La experiencia demuestra que cuando la ley es cómplice o, excepcionalmente, no puede ser aplicada, el ser humano es capaz de perpetrar acciones lesivas para terceros punibles en otras circunstancias o lugares: las lapidaciones, las peleas de perros o los saqueos tras una catástrofe natural constituyen ejemplos de esta degradación moral reprimida por normas con sus correspondientes sanciones cuando existen y no por la ética de cada cual.

¿Cuántos devolverían con el dinero intacto en su interior una cartera que se encontrasen? Lavamos la conciencia entregando una documentación que para nada nos sirve pero nos quedamos con los billetes del mismo dueño. De igual modo, colmamos de atenciones a nuestro perro y echamos migas a los gorriones, pero callamos ante el alanceamiento de un toro en Tordesillas o la muerte de caballos reventados de cansancio y sed durante la Romería del Rocío.

Llegados a tal punto, antes que aguardar a los resultados de un cambio de sensibilidad en la sociedad a través de la educación que llevará muchas décadas – pues arrastramos siglos de cultura de la dominación – es imprescindible crear una legislación que impida, sin excepciones, abusos producto del individualismo y antropocentrismo que nos caracterizan.

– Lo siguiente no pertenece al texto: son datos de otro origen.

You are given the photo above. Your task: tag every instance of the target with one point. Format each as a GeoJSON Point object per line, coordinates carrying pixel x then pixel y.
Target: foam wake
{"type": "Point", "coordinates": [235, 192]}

Todos sabemos que el robo, la violación o el asesinato son conductas depravadas y extremadamente nocivas para la víctima. A pesar de esa certeza los gobernantes las prohíben sin esperar a que les pongan freno las conciencias particulares. El escritor uruguayo Eduardo Galeano dijo: “El gran negocio del crimen y el miedo sacrifica la justicia”. Y de eso saben mucho gobiernos que, como el nuestro, se lucran de la venta de armas. Por lo mismo, más allá del origen personal del gusto por la violencia con animales en algunos ciudadanos: diversión, ignorancia, intereses, sadismo, etc., es una obligación de nuestros estadistas no continuar siendo cómplices de ella empleando la herramienta que los votos le han otorgado: la posibilidad de redactar leyes en las que debe primar el bien común antes que su popularidad.

Vivimos en este periodo del año días pródigos en fiestas locales en España. Cultura, entretenimiento y negocio son muy nobles aspiraciones, qué duda cabe, pero si para llevarlas a cabo se hace necesario que un toro, una vaquilla, un ganso, un pony, una ardilla o un burro experimenten un terrible tormento físico y psíquico que a menudo les conduce a la muerte, cualquier pretendida dignidad del esparcimiento o del lucro queda devorada por la perversión. Puede que sea utópico pedirle tal sensibilidad a un ciudadano, pero exigir a nuestros mandatarios su traducción al código penal es un derecho que nos asiste y al que no renunciaremos jamás.